Once Payne re-emerges and alerts Traven about his new plan to make public transit more efficient, the story truly kicks into overdrive. From there, it’s nonstop action as Traven figures out how to get on the bus in the first place and deals with another batch of horrified passengers. Meanwhile, Annie plows through cars both parked and in motion in order to stay above 50mph, LAPD choppers circle overhead to clear their path, and Harry works the files back at HQ to figure out their perp’s identity. Throughout, there’s an almost Hitchcockian level of suspense at play, since any passenger who tries to escape will also trigger the bomb. Most passengers ride out this commute from hell in varying states of panic or disbelief, though some, like Annie, try to stay cool under pressure (this was tough for many reasons: years later, Bullock and Reeves separately confessed to crushing on each other on set). Her sarcastic quips and the deadpan commentary provided by small-town yokel tourist Stephens (Alan Ruck) provide some levity even through the film’s most thrilling scenes, like the famous jump over a 50-foot highway gap.
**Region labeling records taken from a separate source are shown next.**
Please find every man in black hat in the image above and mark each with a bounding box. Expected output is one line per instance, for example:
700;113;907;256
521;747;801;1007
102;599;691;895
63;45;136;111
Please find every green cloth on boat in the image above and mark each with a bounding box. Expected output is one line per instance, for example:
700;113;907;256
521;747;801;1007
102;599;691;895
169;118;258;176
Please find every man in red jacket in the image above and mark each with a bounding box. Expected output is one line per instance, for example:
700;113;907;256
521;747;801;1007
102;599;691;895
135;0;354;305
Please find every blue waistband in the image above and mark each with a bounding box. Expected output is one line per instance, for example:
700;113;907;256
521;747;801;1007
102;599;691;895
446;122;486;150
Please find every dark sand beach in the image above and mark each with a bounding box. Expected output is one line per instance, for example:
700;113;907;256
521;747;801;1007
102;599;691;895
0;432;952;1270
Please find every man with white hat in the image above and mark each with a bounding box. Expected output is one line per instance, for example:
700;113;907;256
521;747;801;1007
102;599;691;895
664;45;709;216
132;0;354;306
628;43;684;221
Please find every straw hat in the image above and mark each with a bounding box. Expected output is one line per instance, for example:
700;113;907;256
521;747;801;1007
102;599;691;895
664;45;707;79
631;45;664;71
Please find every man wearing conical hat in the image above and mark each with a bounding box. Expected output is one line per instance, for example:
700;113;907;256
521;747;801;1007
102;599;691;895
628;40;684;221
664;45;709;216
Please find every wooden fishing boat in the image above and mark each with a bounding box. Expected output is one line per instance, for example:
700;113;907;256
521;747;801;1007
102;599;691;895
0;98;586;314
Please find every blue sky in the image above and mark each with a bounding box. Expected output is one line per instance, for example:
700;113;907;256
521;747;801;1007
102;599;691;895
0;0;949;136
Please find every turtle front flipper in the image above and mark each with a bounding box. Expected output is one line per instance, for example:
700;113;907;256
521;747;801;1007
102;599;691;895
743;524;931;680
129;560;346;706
While Speed is de Bont’s first time in the director’s chair, he had already earned his action bona fides as DP for Die Hard, leading fans and critics alike to call his debut feature “Die Hard on a bus.” They’re not wrong, per se, but Speed’s execution is what earns it a spot alongside other genre classics from the era, like James Cameron’s Terminator 2: Judgment Day. America’s crumbling social safety net is as worthy an antagonist as killer robots, and the “lone wolf domestic terrorist” narrative is chillingly believable here, coming as it did just a year before the 1995 Oklahoma City bombing.

By the time Annie drives the bus to LAX, where they buy time by circling the mercifully clear runways, viewers might be suffering from the sort of movie anxiety most recently associated with the Safdie brothers (should we start referring to Good Time as “Speed in Queens”?) But just because the bus is finally dispatched, in a bevy of explosions that makes Michael Bay look like the picture of restraint, doesn’t mean Payne is done trying to fund his golden years. The third act shifts underground as he, Traven, and Annie make their way to a speeding subway car, blowing through half-finished tunnels before skipping the rail and skidding to a stop on the pavement. There, at long last, they’ve arrived at their destination: a well-earned make-out session amidst the wreckage. Stand clear of the closing doors, kids.